"Nggak mudik pak?" tetangga depan rumah pagi-pagi sudah nanya begitu. Saya cuma menggeleng. Sementara beberapa hari sebelumnya, sisulung  juga sudah minta; "ke Jawa donk pa!" Saya juga cuma tersenyum. Apalagi malam tadi, istri saya tertawa geli saat anak-anak bilang, "Papa kan dapat THR." Mereka sepertinya menyimak pidato presiden.
Sambil tiduran, anak saya mengabsen, kemana teman-temannya berlibur. Si A ke Bali, si B ke Singapura, Si C pulang kampung dan seterusnya. Terus kita kemana donk? Pertanyaan itu menjadi ujung dari penjelasannya. Lagi-lagi, saya juga cuma tersenyum. Mau kasih alesan, jalanan macet. Berbagai berita menginformasikan jika jalanan lancar jaya. Mau bilang, anggaran lagi cupet, ah, pamali. Akhirnya, pasca senyum-senyum, saya kasih alternative solusi. Liburan kali ini, kita akan keliling Jakarta naik Bis Tranjakarta. Karena belum pernah, tertawa girang juga mereka. Padahal, disaat bersamaan, saya juga sedang mengelus dada.
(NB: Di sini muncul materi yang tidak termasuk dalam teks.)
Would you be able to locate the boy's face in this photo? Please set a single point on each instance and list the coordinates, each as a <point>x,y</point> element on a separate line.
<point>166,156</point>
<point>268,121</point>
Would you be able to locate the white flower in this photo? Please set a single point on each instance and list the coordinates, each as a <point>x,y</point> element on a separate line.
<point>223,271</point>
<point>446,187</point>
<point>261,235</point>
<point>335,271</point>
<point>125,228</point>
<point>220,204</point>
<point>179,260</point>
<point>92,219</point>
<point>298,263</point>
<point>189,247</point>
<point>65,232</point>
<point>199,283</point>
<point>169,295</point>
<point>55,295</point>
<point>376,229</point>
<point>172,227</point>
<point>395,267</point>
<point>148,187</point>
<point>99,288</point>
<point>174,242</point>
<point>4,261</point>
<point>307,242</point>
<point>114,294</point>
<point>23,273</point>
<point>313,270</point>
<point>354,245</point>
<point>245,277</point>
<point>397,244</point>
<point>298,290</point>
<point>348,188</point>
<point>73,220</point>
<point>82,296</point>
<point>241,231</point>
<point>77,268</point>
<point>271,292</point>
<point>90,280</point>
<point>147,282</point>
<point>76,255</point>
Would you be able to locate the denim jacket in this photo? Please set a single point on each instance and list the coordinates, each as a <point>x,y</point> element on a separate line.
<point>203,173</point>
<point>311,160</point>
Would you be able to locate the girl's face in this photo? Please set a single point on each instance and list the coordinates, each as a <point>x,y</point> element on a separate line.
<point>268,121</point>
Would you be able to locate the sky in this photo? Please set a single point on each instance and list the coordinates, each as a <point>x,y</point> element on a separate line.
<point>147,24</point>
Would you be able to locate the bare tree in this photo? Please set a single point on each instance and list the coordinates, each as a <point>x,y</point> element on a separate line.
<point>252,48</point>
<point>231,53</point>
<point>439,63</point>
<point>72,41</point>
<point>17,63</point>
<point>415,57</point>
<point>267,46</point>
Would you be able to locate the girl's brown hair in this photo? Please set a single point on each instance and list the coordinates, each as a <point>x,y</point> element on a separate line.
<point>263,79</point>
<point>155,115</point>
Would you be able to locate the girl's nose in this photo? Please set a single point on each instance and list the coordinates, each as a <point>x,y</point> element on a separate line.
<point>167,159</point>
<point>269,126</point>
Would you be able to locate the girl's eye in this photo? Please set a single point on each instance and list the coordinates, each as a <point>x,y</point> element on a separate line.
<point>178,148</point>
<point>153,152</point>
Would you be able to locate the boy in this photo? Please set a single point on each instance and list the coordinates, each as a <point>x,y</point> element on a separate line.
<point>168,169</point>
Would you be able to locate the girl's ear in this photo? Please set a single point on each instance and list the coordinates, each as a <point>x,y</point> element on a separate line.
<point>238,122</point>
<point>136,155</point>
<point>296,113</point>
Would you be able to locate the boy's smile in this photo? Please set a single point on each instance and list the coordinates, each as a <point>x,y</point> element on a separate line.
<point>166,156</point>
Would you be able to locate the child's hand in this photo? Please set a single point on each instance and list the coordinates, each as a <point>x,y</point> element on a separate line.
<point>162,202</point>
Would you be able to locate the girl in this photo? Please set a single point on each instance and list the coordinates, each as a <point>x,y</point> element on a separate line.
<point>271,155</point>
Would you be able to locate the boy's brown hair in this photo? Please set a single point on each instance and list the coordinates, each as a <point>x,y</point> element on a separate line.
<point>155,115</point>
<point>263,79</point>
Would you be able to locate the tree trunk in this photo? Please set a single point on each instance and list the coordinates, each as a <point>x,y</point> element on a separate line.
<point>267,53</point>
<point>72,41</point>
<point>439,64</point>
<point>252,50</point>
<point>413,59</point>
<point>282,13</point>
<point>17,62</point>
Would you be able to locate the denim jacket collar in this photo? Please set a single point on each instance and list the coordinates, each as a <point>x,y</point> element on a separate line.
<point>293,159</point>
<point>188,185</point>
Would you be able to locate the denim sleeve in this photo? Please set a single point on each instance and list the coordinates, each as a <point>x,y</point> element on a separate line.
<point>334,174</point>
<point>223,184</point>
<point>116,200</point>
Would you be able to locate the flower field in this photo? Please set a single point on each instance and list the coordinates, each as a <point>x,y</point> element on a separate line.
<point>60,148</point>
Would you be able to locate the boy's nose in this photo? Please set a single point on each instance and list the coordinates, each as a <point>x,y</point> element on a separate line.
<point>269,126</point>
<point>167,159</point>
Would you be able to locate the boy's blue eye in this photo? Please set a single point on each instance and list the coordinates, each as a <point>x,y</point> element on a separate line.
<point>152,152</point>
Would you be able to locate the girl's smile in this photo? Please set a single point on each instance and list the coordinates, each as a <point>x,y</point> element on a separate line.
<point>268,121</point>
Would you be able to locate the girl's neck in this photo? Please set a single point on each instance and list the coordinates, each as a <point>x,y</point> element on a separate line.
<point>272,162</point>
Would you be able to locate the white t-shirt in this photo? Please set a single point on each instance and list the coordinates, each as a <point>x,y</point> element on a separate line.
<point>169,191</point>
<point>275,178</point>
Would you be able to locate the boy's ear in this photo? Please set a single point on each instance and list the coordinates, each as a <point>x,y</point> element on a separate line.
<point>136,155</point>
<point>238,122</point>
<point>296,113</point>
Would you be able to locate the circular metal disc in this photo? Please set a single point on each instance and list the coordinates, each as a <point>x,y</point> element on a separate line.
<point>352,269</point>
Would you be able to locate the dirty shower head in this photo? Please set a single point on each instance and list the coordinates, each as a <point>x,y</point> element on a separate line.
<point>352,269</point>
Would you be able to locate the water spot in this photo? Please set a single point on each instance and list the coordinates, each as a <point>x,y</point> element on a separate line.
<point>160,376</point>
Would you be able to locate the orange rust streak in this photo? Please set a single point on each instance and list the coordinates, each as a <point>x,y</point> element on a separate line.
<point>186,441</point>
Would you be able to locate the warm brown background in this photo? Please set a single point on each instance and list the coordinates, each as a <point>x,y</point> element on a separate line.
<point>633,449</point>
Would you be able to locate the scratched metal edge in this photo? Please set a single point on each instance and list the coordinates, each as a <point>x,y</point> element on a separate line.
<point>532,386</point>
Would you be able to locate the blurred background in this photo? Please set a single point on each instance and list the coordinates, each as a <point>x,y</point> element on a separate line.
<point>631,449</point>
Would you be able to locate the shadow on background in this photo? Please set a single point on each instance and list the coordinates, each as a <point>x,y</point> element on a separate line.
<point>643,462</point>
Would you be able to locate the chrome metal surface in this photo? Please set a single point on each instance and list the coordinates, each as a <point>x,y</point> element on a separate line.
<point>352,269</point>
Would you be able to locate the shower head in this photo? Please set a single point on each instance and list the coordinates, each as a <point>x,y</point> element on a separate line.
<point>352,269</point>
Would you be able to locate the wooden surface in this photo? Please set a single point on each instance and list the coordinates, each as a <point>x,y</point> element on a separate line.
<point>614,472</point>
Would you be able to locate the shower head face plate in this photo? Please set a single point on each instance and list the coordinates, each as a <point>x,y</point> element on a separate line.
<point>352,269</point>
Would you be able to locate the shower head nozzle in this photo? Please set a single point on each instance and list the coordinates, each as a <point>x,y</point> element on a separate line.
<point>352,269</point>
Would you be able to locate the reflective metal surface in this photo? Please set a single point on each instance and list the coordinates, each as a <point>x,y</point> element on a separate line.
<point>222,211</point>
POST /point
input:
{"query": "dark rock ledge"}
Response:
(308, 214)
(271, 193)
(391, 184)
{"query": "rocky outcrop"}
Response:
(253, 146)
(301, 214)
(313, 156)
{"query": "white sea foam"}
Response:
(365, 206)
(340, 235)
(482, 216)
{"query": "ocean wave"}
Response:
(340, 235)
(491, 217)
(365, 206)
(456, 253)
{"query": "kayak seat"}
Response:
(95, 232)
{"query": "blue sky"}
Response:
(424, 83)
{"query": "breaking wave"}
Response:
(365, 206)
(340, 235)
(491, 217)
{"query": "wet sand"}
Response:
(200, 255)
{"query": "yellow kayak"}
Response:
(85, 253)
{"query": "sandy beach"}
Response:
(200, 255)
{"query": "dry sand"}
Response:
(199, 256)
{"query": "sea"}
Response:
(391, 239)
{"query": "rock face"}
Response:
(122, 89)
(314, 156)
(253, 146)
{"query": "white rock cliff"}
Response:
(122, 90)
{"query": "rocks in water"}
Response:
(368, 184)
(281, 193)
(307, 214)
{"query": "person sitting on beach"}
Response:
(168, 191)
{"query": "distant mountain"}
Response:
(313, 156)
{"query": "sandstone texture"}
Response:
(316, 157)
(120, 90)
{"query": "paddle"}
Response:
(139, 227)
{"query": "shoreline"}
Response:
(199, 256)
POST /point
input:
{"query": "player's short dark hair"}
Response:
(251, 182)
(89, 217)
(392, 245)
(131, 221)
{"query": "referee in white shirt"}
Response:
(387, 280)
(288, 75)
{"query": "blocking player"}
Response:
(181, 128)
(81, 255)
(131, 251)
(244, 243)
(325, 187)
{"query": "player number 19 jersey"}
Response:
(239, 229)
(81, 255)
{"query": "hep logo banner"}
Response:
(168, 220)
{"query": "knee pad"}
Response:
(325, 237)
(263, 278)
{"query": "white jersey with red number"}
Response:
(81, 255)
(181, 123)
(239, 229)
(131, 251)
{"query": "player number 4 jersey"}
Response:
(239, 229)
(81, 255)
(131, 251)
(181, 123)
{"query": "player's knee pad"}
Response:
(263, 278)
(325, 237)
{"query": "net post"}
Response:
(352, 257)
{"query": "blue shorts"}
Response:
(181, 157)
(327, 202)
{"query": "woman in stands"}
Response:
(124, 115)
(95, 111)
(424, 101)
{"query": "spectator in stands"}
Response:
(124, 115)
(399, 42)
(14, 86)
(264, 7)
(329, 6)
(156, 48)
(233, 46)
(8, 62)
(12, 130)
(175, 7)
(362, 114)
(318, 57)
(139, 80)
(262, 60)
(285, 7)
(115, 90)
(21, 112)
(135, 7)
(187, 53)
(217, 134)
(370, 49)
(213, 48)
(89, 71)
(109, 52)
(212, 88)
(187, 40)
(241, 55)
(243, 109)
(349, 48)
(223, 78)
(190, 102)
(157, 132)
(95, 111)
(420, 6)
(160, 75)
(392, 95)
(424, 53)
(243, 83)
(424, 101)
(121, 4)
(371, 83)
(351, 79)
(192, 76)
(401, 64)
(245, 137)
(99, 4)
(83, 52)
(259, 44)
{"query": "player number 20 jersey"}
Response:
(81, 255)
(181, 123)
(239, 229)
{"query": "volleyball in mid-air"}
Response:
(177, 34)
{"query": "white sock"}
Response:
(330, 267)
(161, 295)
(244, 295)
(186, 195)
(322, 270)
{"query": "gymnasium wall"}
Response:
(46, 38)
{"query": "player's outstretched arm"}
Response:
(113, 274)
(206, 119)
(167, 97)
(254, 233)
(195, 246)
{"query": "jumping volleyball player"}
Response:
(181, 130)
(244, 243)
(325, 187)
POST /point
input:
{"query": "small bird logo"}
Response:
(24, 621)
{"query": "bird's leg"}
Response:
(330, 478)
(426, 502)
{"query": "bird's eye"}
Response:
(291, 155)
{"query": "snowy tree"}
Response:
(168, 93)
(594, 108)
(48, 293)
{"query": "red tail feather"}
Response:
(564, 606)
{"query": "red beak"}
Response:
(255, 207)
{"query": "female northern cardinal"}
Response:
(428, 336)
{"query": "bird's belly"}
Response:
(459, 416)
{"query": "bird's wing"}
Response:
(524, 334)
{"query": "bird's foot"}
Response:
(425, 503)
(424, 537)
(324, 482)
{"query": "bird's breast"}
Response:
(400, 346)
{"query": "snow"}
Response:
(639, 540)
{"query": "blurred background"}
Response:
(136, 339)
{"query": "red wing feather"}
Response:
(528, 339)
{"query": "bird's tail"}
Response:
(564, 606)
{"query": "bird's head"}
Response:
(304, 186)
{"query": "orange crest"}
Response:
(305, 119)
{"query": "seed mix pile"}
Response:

Menurut saya ini kesempatan baik untuk mengajak anak-anak mengenal ibukota negaranya. Meski kesannya jadi penuh manipulasi, karena berbeda dengan realitasnya sehari-hari. Tetapi kapan lagi, mumpung hanya dengan tiga ribu limaratus rupiah, kita bisa melenggang menyusuri ibukota nan sepi.
Perjalanan akan saya mulai dari terminal Pinang Ranti ke Kota. Di sana saya akan bercerita pada anak saya tentang Indonesia di era kolonialisme. Penjajahan yang juga meninggalkan jejak, berupa karya arsitektur yang megah di eranya. Mulai stasiun kereta api Beos, Gedung balaikota Batavia, Musium Wayang, Museum Bank Mandiri, Museum BI, dan masih banyak lainnya.
Ketika melintasi Kawasan Senayan, saya akan menjelaskan bagaimana besarnya pengaruh presiden Indonesia pertama, Soekarno. Tokoh yang menghipnotis dunia dengan kepiawaiannya membangun diplomasi. Lalu bagaimana dia mencoba membangkitkan harga diri bangsa di tengah masyarakat global hingga akhirnya Stadion GBK yang legendaris itu dibangun. Tetapi karena materinya terlalu berat, mungkin cerita bagian ini akan saya urungkan.
Hanya dengan naik Tranjakarta dua jurusan ini saja, saya yakin sudah nyaris seharian. Bisa jadi, perjalanan pulang ke Pinang Ranti, sudah menjelang malam. Jadi perjalanan semakin lengkap. Karena dalam kelelahan, kami bisa menikmati indahnya ibukota di malam hari. Semoga apa yang saya bayangkan, dapat terwujud nanti.